Baisden is handed the tough role of being almost completely non-comedic – yet she handles the critically important role of Hope flawlessly. Carly Mercedes Dyer as Erma remains an absolute scream, while Oakley’s Oakleigh is truly one of the most inspired comic turns around. Even if you’ve seen the show countless times before, this iteration will have you moist-eyed with its whip-sharp delivery.

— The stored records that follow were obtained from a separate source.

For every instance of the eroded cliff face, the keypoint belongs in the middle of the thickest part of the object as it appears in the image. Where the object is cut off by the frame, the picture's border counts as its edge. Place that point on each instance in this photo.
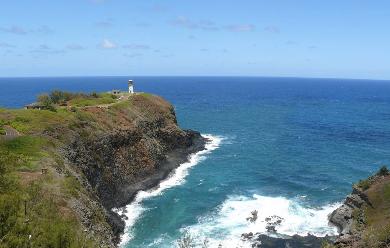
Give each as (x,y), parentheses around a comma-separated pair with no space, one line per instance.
(363,219)
(125,148)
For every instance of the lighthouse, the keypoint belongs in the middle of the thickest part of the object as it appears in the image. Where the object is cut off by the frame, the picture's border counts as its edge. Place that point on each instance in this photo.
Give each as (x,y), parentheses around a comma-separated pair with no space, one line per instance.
(131,87)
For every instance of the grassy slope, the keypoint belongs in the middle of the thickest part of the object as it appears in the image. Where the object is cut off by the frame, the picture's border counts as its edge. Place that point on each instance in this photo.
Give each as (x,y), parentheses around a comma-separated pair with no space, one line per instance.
(372,223)
(49,220)
(377,218)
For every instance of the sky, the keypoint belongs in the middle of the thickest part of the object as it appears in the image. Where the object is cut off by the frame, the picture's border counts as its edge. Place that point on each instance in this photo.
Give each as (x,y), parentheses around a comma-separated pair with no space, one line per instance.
(295,38)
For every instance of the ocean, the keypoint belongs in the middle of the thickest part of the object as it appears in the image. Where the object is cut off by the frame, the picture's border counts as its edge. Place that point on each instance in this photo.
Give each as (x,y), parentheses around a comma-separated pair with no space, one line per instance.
(290,147)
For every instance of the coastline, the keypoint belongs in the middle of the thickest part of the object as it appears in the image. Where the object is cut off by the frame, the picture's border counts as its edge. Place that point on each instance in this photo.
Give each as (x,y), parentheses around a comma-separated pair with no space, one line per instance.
(176,176)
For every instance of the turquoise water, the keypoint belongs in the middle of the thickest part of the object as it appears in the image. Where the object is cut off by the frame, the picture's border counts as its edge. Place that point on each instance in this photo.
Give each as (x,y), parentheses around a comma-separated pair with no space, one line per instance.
(285,146)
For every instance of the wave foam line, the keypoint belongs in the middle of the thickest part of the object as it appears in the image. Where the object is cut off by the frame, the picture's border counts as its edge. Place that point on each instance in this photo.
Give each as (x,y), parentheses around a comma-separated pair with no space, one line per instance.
(227,224)
(134,210)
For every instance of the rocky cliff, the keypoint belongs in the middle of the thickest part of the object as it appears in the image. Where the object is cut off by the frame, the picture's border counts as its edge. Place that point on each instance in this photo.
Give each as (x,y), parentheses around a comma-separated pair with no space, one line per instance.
(86,160)
(363,219)
(140,146)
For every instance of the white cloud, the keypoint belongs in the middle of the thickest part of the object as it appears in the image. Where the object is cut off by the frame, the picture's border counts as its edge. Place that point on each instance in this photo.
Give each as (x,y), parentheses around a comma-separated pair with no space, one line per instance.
(137,46)
(107,44)
(241,28)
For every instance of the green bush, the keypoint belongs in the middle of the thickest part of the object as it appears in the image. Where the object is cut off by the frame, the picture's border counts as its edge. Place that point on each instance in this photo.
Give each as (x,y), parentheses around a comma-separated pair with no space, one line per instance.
(383,171)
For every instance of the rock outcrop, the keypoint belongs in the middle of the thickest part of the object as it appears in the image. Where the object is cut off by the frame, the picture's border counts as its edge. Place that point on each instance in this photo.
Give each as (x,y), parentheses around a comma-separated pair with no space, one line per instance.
(363,219)
(138,148)
(342,217)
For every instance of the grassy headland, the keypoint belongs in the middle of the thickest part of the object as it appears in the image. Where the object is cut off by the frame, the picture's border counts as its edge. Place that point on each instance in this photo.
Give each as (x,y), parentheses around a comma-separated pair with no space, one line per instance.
(38,190)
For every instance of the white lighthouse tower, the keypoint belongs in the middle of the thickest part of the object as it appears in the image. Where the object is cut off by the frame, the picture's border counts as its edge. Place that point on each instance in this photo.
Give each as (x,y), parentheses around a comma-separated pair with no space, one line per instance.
(131,87)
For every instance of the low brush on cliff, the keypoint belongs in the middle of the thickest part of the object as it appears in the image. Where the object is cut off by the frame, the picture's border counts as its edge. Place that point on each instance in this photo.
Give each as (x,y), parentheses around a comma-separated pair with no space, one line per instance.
(364,218)
(69,167)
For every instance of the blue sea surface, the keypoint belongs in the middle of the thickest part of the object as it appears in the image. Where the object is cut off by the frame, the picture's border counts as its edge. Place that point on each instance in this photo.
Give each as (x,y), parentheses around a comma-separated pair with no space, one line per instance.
(288,146)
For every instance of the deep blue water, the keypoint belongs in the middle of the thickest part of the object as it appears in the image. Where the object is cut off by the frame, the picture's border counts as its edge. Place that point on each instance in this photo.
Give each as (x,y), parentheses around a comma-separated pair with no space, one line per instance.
(286,142)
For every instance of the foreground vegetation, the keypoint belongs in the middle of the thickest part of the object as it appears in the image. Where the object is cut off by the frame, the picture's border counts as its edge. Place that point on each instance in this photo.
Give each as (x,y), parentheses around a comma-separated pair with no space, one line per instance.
(43,202)
(34,203)
(62,98)
(30,214)
(371,222)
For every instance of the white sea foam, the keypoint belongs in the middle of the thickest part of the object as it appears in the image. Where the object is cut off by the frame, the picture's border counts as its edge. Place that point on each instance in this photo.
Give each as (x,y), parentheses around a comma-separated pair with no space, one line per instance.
(226,225)
(134,210)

And then there’s the dancing - Ellis leads her company through a demanding range of numbers with none surpassing the title number that closes the first act and which seems, breathtakingly, to go on forever.

For a production built for the road the sets are ingeniously lavish as doors and decks slide away, revealing the ship’s cabin interiors. Derek McLane’s designs enhanced by Hugh Vanstone’s lighting plots are simply top-notch. In the pit Mark Aspinall makes de-lovely work of Porter’s score, his 16-piece band delivering a lavish sound.

This production stunned London in 2021 as the city was beginning to emerge from the pandemic and one year on, its return is equally welcomed. In a song and dance show that is drilled to perfection, this is musical theatre at its glorious, frivolous finest.